# Introduction to NLTK

In [None]:
import nltk

Load the Book collection.

In [None]:
from nltk.book import *

## Simple Statistics

In [None]:
saying = ['After', 'all', 'is', 'said', 'and', 'done',
          'more', 'is', 'said', 'than', 'done']

Number of words in the list:

In [None]:
len(saying)

Unique words:

In [None]:
words = sorted(set(saying))

are fewer:

In [None]:
len(words)

Last two words

In [None]:
words[-2:]

First 4 words:

In [None]:
words[0:4]

## Searching Text
There are many ways to examine the context of a text apart from simply reading it. A concordance view shows us every occurrence of a given word, together with some context. Here we look up the word monstrous in *Moby Dick* by entering text1 followed by a period, then the term concordance, and then placing "monstrous" in parentheses:

In [None]:
' '.join(text1.tokens[40:50])

In [None]:
text1.concordance("ship")

Your turn. Try searching for other words: just edit the code above.

A concordance permits us to see words in context. For example, we saw that *monstrous* occurred in contexts such as *the ___ pictures* and *a ___ size*. What other words appear in a similar range of contexts? We can find out by appending the term similar to the name of the text in question, then inserting the relevant word in parentheses:

In [None]:
text1.similar("monstrous")

Observe that we get different results for different texts.
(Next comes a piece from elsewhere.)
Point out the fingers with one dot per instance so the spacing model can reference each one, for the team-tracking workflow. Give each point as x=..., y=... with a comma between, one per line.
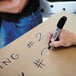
x=56, y=43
Austen uses this word quite differently from Melville; for her, *monstrous* has positive connotations, and sometimes functions as an intensifier like the word very.

The term common_contexts allows us to examine just the contexts that are shared by two or more words, such as *monstrous* and *very*. We have to enclose these words by square brackets as well as parentheses, and separate them with a comma:

In [None]:
text2.common_contexts(["monstrous", "very"])

## Counting Vocabulary
Let's begin by finding out the length of a text from start to finish, in terms of the words and punctuation symbols that appear. We use the term len to get the length of something, which we'll apply here to the book of Genesis:

In [None]:
len(text3)

The vocabulary of a text is just the set of tokens that it uses, since in a set, all duplicates are collapsed together. In Python we can obtain the vocabulary items of text3 with the command: set(text3). When you do this, many screens of words will fly past. Now try the following:

In [None]:
sorted(set(text3))

In [None]:
len(set(text3))

Now, let's calculate a measure of the lexical richness of the text. The next example shows us that the number of distinct words is just 6% of the total number of words, or equivalently that each word is used 16 times on average

In [None]:
len(set(text3)) / len(text3)

You may want to repeat such calculations on several texts, but it is tedious to keep retyping the formula. Instead, you can come up with your own name for a task, like "lexical_diversity" or "percentage", and associate it with a block of code. Now you only have to type a short name instead of one or more complete lines of Python code, and you can re-use it as often as you like. The block of code that does a task for us is called a function, and we define a short name for our function with the keyword def. The next example shows how to define two new functions, lexical_diversity() and  percentage():

In [None]:
def lexical_diversity(text):
    return len(set(text)) / len(text)

def percentage(count, total):
    return 100 * count / total

In [None]:
lexical_diversity(text1)

In [None]:
percentage(4, 5)

In [None]:
percentage(text4.count('the'), len(text4))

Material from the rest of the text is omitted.